The customer operated multiple brands of restaurant, hotel and bars, however they all shared a common data hub that moved data between the outlets and the central ERP and data warehouse systems. This data was sent as a single (large, since it was at item level) file that had to be processed as a single transaction or moved to a ‘fail stream’ for editing and data correction. To cope with business demand the incoming data was routed to one of four processors – that is we ran the data from 4 outlets at a time through the system. At times, and particularly when new menus went live in the outlets the system was prone to crash with deadlock errors in the database. The DBA team said this had to be the developers fault for trying to update the same record twice, the developers said not as outlets are processed in their own threads and as outlet was part of the PK of a record only one process could be active on a single record.
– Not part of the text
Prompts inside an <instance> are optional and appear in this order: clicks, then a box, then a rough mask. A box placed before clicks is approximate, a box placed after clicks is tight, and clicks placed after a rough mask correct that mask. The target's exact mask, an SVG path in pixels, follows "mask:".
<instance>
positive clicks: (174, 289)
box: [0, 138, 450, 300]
The real clue as to what was going on came from the deadlock graph in the trace file
Resource Name process session holds waits process session holds waits
TX-00050021-00014589 11 31 X 13 16 S
TX-00060017-00014503 13 16 X 11 31 S
session 31: DID 0001-000B-00000002 session 16: DID 0001-000D-00000002
session 16: DID 0001-000D-00000002 session 31: DID 0001-000B-00000002
Rows waited on:
Session 16: no row
Session 31: no row
This is not quite a ‘normal’ deadlock where two updates are waiting on a single row, instead we have two processes that need to update a database block but can’t because of contention in the block header. But why would this happen?
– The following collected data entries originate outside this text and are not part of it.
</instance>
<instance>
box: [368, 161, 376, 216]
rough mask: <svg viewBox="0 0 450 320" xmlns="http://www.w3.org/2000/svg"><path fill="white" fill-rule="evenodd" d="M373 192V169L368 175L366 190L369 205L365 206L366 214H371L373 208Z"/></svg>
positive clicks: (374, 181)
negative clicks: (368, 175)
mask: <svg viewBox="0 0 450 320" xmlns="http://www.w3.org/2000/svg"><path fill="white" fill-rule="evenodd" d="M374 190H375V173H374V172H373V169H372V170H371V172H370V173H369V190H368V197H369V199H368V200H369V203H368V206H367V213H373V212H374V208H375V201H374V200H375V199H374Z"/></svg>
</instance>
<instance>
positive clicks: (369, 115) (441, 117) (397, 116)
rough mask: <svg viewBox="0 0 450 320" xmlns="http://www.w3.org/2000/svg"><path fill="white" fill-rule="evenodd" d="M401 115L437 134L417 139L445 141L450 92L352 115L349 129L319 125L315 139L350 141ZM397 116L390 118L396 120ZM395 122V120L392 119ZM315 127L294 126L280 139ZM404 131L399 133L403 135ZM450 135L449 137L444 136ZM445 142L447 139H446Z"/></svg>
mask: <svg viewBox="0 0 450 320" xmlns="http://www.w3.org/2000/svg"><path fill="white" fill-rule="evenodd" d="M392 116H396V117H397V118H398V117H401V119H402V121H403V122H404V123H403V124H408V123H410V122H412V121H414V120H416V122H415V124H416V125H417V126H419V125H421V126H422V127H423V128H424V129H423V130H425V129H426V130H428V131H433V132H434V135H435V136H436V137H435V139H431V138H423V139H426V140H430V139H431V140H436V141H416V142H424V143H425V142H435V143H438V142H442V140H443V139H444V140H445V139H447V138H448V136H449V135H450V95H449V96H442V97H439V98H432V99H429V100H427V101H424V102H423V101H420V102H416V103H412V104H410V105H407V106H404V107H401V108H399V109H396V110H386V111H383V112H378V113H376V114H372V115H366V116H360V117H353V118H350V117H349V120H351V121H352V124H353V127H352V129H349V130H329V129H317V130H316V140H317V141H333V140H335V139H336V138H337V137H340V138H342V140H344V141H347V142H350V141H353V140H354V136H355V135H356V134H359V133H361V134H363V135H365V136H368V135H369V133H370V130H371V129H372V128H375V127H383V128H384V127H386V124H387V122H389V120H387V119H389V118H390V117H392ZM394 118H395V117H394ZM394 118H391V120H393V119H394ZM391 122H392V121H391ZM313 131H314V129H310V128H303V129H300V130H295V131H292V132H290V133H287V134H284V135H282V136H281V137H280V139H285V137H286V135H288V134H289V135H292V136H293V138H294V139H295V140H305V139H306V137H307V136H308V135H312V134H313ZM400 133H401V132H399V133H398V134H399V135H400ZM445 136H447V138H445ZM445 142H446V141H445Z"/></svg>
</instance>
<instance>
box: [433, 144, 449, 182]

The specific tables that were always associated with the problem were the item allocation tables; there where 3 of them dealing with different types of items, but they all had the same basic design:
OUTLET_ID NOT NULL NUMBER
STOCKITEM_ID NOT NULL NUMBER
The primary key is the outlet and the item, and when a new allocation is created the two date fields are set as NULL. When the outlet is polled the lastvalidated date is set to sysdate and lastsolddate is set to the date time of the last sales transaction for that item. In the database our update expands a row from around 10 bytes for two key values to 24 bytes when we set to dates.Llooking at the the table DDL we see we use default values for both PCTFREE (10) and INITRANS(1). To make the perfect storm of a problem our bulk allocation of items system uses a nested loop approach of “for each item to be allocated loop through the outlets to be allocated to and create a new row in the allocations table” This tends to make many outlets having records for a specific item appear in the same database block. Coupled with a long transaction time and lots of row expansion when items are sold for the first time we get fairly full data blocks running out of space and no room to create the needed number interested transaction locks (ITL).
We could fix up some of our pain by rebuilding the table, but that is only an interim fix as the next round of bulk allocations to a large brand will trigger the same behaviour. We could change the PCTFREE value to make the blocks “less full” so that we have room for massive row expansion. In fact this is perhaps the simplest fix without lifting the hood and fixing the code.
The moral to the story though is that you need to consider how tables update and how sizes of rows might change before you decide on keeping PCTFREE at the default. If possible consider how concurrent updates might cause issues in a data block.